To compile and run the CUDA implementation with a sample program go to the CUDA folder and insert,
make prepro && ./prepro 
to terminal. This program will run on the dataset KroA100.tsp with 75000 climbers.
To compile the Futhark implementation go to the Futhark folder and insert
futhark cuda TSP.fut
to terminal. To run insert
./TSP −t /dev/stderr −r 10 < ../Data/berlin52.txt 
this will print the time 10 times and the final number (ending with i32) will be the best cost of the tour computed.
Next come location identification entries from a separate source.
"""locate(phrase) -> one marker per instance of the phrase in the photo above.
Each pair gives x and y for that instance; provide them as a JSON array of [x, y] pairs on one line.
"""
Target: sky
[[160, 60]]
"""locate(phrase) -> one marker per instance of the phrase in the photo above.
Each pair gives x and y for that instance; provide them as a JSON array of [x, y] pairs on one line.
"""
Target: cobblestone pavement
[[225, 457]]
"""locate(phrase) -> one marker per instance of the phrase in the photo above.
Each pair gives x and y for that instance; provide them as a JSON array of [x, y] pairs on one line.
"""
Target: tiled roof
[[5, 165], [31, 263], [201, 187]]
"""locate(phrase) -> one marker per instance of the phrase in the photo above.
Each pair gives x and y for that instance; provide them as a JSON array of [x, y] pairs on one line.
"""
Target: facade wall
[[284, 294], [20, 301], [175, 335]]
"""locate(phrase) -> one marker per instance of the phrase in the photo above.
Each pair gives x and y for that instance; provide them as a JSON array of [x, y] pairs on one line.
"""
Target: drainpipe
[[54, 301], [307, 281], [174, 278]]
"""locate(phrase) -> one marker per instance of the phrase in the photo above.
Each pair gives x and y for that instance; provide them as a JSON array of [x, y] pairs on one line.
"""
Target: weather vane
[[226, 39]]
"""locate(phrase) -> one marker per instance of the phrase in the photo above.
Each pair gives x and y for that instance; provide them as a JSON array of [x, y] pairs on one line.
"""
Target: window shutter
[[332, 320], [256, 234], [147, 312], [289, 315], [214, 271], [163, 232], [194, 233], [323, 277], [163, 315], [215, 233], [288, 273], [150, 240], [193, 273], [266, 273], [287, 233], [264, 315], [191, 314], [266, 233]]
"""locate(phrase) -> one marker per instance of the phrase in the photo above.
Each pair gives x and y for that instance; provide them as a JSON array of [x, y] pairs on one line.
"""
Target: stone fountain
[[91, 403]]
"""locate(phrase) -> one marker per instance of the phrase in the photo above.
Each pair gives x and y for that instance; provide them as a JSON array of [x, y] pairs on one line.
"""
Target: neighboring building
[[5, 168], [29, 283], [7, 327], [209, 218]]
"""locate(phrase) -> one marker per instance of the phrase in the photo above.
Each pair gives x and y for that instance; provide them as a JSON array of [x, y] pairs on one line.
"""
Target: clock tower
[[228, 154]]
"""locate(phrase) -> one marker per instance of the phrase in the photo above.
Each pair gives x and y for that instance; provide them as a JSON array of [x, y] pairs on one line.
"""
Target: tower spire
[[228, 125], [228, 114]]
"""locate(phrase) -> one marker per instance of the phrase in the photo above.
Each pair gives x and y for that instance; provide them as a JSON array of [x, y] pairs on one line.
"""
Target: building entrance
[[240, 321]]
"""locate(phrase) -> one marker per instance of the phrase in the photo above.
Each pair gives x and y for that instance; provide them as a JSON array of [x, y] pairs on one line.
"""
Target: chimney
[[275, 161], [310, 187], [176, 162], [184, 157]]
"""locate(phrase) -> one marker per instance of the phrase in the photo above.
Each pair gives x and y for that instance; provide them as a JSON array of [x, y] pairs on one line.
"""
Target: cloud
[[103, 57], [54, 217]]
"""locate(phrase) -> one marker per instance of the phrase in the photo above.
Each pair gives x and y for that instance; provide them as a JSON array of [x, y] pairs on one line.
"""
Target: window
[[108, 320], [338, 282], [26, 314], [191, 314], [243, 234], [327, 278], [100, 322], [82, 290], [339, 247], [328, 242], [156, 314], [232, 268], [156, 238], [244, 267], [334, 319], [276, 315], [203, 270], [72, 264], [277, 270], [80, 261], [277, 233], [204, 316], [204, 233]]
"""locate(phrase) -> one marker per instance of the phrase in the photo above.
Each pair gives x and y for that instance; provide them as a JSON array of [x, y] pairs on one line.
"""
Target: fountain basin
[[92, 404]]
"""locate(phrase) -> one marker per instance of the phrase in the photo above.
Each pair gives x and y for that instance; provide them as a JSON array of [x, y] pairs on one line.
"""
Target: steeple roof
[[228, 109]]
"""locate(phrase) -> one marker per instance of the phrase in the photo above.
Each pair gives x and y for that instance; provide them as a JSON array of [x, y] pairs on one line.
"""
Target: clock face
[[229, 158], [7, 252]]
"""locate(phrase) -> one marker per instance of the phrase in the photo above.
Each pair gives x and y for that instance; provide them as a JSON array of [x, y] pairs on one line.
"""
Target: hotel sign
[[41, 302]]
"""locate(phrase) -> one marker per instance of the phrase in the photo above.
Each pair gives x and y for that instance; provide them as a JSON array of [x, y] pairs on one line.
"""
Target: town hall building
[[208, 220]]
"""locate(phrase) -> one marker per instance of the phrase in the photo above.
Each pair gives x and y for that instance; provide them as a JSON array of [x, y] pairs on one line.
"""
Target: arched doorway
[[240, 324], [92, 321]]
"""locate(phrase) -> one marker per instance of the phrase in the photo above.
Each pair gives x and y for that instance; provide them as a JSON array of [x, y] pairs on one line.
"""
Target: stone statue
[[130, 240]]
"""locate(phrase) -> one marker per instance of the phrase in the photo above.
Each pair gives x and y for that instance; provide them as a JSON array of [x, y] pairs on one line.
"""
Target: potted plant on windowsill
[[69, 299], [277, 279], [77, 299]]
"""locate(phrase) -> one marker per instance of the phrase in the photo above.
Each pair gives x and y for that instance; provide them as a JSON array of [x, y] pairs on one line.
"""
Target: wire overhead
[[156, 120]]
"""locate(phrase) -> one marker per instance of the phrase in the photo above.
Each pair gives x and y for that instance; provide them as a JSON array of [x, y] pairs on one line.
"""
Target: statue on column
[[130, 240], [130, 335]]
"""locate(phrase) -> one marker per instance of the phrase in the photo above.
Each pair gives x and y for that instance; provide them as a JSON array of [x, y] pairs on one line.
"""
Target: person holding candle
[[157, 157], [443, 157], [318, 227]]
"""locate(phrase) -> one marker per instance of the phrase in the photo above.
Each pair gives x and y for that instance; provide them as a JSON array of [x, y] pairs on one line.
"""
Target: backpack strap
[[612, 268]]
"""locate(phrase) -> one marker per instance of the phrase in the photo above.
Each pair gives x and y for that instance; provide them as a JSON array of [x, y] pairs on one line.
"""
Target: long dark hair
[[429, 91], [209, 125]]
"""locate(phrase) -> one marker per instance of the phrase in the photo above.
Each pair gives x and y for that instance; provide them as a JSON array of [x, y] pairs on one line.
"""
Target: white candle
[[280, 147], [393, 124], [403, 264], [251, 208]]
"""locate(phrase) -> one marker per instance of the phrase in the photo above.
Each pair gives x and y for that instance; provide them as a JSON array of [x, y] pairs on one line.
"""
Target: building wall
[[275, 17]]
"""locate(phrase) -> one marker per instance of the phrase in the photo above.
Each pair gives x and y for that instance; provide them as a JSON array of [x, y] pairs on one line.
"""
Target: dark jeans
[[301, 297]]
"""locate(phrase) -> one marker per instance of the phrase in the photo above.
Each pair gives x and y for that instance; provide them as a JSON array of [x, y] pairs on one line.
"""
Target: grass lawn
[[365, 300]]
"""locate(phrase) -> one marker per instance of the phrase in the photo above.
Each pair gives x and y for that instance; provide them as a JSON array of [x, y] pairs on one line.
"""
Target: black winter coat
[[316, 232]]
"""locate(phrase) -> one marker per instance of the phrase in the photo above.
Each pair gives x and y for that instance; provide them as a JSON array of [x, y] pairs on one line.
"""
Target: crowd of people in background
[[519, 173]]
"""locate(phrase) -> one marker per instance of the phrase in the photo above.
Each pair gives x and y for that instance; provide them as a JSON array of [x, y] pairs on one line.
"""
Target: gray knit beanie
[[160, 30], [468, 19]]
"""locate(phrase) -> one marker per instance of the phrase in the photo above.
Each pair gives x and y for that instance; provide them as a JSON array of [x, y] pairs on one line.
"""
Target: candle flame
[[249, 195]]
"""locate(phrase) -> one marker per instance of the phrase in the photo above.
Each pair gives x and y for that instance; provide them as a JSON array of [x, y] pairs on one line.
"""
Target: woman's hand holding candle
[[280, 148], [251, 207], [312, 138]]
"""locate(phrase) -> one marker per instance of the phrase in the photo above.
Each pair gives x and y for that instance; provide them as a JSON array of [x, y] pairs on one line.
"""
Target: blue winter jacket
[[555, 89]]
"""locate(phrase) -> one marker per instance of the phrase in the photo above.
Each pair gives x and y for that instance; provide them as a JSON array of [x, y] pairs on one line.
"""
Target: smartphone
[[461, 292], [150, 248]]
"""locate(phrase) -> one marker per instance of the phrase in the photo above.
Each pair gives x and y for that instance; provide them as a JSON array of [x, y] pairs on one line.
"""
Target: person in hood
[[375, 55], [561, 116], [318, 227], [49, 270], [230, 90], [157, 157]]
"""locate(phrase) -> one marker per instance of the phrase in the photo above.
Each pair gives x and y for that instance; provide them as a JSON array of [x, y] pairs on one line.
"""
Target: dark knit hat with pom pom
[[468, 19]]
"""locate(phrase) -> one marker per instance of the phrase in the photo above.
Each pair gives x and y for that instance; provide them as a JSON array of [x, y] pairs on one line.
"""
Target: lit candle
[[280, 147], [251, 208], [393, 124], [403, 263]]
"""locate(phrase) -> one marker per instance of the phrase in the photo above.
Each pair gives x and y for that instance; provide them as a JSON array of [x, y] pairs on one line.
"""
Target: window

When loading the dataset berlin52.txt it will automatically run with 100 climbers.
To compile the sequential implementation go to the Seqventielt folder and insert
make all
in terminal. To run the programs different arguments are needed. To run the ACO program insert
./aco <../Data/dataset.tsp> <number of ants> < number of iterations>
in terminal with a dataset, a given number of ants and a given number of iterations. To run the SA program insert
./sa <../Data/dataset.tsp>
in terminal with a dataset. To run the 2-Opt program insert
./2opt <../Data/dataset.tsp> <number of climbers>
in terminal with a dataset and a given number og climbers.
This project aims to efficiently solve the Travelling Salesman Problem (TSP) on the GPU. A short survey of three popular heuristic algorithms (2-Opt local search, Ant Colony Optimization, and Simulated annealing) is made. 2-Opt was chosen to be parallelized and implemented in CUDA. The 2 opt algorithm uses "climbers" that start with an initial solution, and improves it until a local optimum has been found. The GPU implementation exploits both degrees of parallelism by assigning one climber to a CUDA block (of threads). The code is publicly available at https://github.com/henni3/BA-project. The solution is compared with another 2-Opt implementation on the GPU by O’Neil et al. (https://userweb.cs.txstate.edu/~mb92/papers/pdpta11b.pdf) where one climber is assigned to one thread, i.e., this implementation uses only the parallelism of (different) climbers. Our project also evaluates how the accuracy of the solution depends on the number of climbers: Compared to the implementation by O’Neil et al., this project (1) achieved up to 27x speedup on a 100-city dataset that uses 1000 climbers, but (2) it becomes up to 3x slower when using 100000 climbers. However, when using 1000 climbers the accuracy of the solutions is already within 5% of the optimal, indicating that a greater number of climbers might not be necessary (for many datasets). Our implementation does not reach the peak bandwidth of the GPU for smaller datasets (with < 100 cites), but for the bigger datasets, it exceeds the peak GPU bandwidth, because the majority of memory accesses hit the L2 cache.